If it had been a few years ago I would have recommended a visit to Granada studios as I know you're a _massive _TV fan, Corrie especially!  It's closed to the public now, which is a shame.


----------



## farmerbarleymow (Nov 13, 2013)

Fez909 said:


> <snip>
> If it had been a few years ago I would have recommended a visit to Granada studios as I know you're a _massive _TV fan, Corrie especially!  It's closed to the public now, which is a shame.


I've got a picture of me looking like a drugged up idiot outside the Rovers somewhere. And no, I'm not posting it.


----------



## Fez909 (Nov 13, 2013)

farmerbarleymow said:


> I've got a picture of me looking like a drugged up idiot outside the Rovers somewhere. And no, I'm not posting it.

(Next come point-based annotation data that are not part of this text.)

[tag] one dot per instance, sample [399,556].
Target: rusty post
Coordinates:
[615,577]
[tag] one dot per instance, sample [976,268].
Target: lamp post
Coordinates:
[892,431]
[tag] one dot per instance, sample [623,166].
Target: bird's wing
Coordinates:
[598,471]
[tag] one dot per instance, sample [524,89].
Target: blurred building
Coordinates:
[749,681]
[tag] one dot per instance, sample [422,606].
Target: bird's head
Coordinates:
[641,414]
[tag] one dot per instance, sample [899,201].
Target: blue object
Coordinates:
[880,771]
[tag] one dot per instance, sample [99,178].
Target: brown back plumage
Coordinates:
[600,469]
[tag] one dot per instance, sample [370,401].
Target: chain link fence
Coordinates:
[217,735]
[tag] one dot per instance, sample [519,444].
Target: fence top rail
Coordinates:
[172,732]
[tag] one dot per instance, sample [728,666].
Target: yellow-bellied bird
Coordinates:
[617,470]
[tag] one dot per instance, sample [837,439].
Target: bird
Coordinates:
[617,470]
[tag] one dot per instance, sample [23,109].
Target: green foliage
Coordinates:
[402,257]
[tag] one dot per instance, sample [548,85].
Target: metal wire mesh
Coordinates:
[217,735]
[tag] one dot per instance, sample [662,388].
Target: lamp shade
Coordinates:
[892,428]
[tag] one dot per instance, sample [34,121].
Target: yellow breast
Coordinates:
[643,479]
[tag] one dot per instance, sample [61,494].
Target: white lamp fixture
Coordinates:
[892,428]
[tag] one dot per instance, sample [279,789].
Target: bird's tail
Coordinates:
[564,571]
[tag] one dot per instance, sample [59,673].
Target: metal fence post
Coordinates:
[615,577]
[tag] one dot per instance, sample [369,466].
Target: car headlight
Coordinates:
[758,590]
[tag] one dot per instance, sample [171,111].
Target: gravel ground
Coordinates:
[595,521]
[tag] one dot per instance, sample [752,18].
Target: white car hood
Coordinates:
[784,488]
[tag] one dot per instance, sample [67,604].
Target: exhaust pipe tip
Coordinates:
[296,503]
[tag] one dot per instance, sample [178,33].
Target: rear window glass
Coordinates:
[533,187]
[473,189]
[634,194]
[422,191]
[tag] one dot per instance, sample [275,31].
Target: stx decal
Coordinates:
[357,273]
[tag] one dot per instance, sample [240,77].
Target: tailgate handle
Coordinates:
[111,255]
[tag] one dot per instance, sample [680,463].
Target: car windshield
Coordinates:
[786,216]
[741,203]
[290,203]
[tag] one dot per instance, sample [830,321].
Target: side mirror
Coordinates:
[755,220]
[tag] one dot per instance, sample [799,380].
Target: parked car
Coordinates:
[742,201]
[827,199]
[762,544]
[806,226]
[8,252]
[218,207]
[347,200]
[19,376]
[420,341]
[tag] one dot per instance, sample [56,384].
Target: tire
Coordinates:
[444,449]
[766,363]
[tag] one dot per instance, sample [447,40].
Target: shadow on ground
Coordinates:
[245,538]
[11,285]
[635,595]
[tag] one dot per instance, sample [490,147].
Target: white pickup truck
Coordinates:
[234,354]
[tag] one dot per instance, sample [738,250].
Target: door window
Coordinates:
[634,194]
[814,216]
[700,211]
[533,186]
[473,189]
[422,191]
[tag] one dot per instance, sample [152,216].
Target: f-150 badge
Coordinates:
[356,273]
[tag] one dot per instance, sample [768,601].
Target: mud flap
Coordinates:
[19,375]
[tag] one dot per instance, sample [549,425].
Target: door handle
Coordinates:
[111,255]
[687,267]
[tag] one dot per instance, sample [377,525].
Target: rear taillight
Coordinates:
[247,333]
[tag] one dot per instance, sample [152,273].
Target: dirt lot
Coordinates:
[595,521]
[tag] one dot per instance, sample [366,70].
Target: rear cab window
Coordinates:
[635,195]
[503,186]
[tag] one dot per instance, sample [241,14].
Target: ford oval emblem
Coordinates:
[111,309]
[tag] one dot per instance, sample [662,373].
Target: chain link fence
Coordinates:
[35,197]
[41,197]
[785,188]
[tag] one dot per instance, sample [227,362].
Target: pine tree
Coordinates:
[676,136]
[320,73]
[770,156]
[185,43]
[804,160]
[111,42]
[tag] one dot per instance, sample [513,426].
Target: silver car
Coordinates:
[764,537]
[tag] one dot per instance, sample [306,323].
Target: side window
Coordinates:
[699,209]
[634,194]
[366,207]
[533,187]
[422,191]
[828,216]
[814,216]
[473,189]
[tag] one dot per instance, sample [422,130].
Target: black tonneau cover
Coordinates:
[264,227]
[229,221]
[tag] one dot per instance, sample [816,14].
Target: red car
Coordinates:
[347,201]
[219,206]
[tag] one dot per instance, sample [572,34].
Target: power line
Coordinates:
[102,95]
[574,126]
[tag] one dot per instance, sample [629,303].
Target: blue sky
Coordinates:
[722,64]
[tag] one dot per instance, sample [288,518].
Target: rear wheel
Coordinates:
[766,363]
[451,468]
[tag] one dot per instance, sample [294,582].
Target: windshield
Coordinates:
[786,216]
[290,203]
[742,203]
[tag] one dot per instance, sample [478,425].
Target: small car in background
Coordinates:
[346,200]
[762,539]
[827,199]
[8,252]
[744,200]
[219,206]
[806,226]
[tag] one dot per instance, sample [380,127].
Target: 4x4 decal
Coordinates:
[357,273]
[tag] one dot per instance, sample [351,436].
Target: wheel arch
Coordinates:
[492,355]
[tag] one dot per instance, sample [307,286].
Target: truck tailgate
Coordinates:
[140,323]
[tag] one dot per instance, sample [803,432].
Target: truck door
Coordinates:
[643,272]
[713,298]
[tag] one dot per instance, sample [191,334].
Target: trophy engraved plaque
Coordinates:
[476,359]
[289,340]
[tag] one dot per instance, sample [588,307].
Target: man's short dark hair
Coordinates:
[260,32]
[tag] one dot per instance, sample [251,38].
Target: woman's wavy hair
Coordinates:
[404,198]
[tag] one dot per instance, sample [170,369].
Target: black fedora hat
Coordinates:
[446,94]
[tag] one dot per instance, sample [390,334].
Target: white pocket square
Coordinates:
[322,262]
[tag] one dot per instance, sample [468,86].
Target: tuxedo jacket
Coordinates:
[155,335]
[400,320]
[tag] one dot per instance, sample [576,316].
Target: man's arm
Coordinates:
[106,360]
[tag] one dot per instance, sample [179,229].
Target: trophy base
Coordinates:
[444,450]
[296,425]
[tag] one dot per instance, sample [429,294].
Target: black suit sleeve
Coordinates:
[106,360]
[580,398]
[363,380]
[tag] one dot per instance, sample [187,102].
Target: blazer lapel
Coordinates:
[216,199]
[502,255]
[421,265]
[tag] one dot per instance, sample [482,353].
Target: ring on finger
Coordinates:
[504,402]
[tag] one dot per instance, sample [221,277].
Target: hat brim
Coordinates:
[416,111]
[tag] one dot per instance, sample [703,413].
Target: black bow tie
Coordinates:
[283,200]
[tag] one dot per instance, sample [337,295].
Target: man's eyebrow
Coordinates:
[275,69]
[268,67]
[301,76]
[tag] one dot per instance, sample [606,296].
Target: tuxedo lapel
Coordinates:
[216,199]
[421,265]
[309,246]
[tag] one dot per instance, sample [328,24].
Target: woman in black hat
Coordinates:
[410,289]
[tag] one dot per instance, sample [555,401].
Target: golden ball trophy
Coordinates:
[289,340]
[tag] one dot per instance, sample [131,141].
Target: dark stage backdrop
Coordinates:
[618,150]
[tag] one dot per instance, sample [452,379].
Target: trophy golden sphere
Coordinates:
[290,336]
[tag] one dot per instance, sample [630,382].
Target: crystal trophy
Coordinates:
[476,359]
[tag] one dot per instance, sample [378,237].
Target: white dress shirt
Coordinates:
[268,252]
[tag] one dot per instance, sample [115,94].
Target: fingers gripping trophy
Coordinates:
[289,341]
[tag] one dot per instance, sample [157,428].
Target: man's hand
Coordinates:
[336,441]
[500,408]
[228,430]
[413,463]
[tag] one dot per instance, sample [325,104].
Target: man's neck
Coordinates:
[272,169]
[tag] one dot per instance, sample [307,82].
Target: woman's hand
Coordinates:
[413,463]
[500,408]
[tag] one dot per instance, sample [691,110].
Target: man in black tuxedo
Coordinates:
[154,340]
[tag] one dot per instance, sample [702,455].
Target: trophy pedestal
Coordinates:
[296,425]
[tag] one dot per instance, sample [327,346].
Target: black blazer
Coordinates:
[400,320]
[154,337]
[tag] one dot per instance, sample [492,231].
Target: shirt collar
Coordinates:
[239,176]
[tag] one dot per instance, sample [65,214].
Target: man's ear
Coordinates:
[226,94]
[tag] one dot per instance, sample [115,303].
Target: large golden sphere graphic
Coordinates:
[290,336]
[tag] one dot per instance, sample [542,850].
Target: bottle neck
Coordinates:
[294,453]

Is that not your usual look? 

*scarpers*


----------



## farmerbarleymow (Nov 13, 2013)

Fez909 said:


> Is that not your usual look?
> 
> *scarpers*


Actually not, at least for quite a few years now. I'm old and sensible remember, unlike young wrong 'uns like yourself.


----------



## farmerbarleymow (Nov 13, 2013)

Glitter said:


> I think I need to see live poison frogs.
> 
> *plans day in city centre*


 
They let you handle them if you're brave enough. Beautiful little things.


----------



## Fez909 (Nov 13, 2013)

The best bit about the museum is the room with all the stuffed animals. I went into the museum expecting just a few fossils and some history on hieroglyphics and walked into this room containing every kind of animal I could think of and just spent ages in there looking about. Fascinating.


----------



## farmerbarleymow (Nov 13, 2013)

Fez909 said:


> The best bit about the museum is the room with all the stuffed animals. I went into the museum expecting just a few fossils and some history on hieroglyphics and walked into this room containing every kind of animal I could think of and just spent ages in there looking about. Fascinating.


 
They've even got a rare fossil of Homo mancunius which is a treat to see, complete wearing a track suit and holding a can of lager.


----------



## Cribynkle (Nov 13, 2013)

Fez909 said:


> The best bit about the museum is the room with all the stuffed animals. I went into the museum expecting just a few fossils and some history on hieroglyphics and walked into this room containing every kind of animal I could think of and just spent ages in there looking about. Fascinating.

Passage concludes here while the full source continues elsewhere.